Fix $n\ge 2$. For every nondegenerate quadratic form $q$ in dimension $n$ over a field $K$ of characteristic zero, the maximal dimension of the centralizer of a nonzero element of $\mathfrak{so}(q)$ is $n(n-1)/2-(2n-4)$ (i.e. the minimal codimension is $2n-4$. $\DeclareMathOperator\so{\mathfrak{so}}$
Proof:
(1) The first part is to show that this is achieved. This is actually easy. Diagonalize $q$, and thus choose an orthogonal decomposition of the ambient space as $V=V_2\oplus V'$ with $V_2$ 2-dimensional. Choose a nonzero element $g$ of the 1-dimensional $\so(q|_{V_2})$. Extend it as zero on $V'$. So we can view $g$ as an element of $\so(q)(K)$. Then its centralizer has codimension $2n-4$. Indeed, to compute it, we can extend extend scalars to assume $K$ algebraically closed (this is inessential, just simplifies computations), and hence we can suppose that the basis is orthonormal. Then $\so(q)$ is the space of skew-symmetric matrices and the centralizer of $g$ consists of those with the (linearly independent) conditions $g_{ij}=0$ for $i=1,2$, $j=3,\dots,n$.

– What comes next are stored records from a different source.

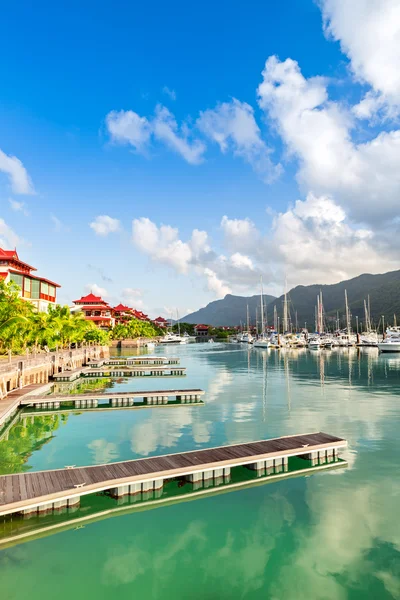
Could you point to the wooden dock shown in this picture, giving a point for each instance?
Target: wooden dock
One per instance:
(53, 490)
(142, 360)
(121, 371)
(114, 399)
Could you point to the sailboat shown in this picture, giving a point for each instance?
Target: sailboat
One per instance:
(262, 341)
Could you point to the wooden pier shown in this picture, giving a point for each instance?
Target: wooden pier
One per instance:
(121, 371)
(45, 491)
(142, 360)
(114, 399)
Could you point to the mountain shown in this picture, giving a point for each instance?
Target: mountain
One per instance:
(383, 290)
(231, 310)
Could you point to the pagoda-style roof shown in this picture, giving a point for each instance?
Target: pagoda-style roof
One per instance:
(121, 308)
(12, 256)
(91, 299)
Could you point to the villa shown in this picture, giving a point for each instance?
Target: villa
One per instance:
(39, 291)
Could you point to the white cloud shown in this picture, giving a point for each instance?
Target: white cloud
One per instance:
(363, 177)
(103, 225)
(166, 129)
(169, 92)
(369, 34)
(133, 297)
(127, 127)
(8, 238)
(233, 127)
(18, 206)
(97, 290)
(163, 245)
(18, 175)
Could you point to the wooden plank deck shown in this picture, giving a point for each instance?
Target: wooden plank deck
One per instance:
(108, 395)
(50, 486)
(10, 403)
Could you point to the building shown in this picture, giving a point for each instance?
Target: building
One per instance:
(39, 291)
(201, 330)
(122, 314)
(161, 322)
(97, 310)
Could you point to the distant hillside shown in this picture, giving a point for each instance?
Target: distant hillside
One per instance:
(384, 292)
(231, 310)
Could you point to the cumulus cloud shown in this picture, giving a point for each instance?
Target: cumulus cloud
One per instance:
(233, 127)
(127, 127)
(166, 129)
(97, 290)
(312, 242)
(169, 92)
(363, 177)
(133, 297)
(8, 237)
(18, 206)
(369, 34)
(18, 175)
(103, 225)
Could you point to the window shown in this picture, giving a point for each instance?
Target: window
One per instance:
(35, 289)
(27, 287)
(16, 279)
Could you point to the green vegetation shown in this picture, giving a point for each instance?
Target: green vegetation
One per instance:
(135, 329)
(22, 328)
(26, 436)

(2) Now we need to show that this is an upper bound for the centralizer of a nonzero element $g$. For this, we can assume from the beginning that $K$ is algebraically closed. Now I borrow the argument from this answer by Peter McNamara: we can suppose that (the projection of) $g$ belongs to closed adjoint orbit in $\mathbf{P}(\so_n)$ (indeed passing from a non-closed orbit to its boundary decreases the orbit dimension and does not decrease the dimension of the centralizer). And (see that same answer), this means that $g$ is, up to conjugation, a nonzero element in a root space. Fixing a Cartan subalgebra, we have 1 or 2 orbits of roots according to whether $n$ is even or odd, but in both cases the computation shows that these root spaces have a centralizer of codimension $2n-4$.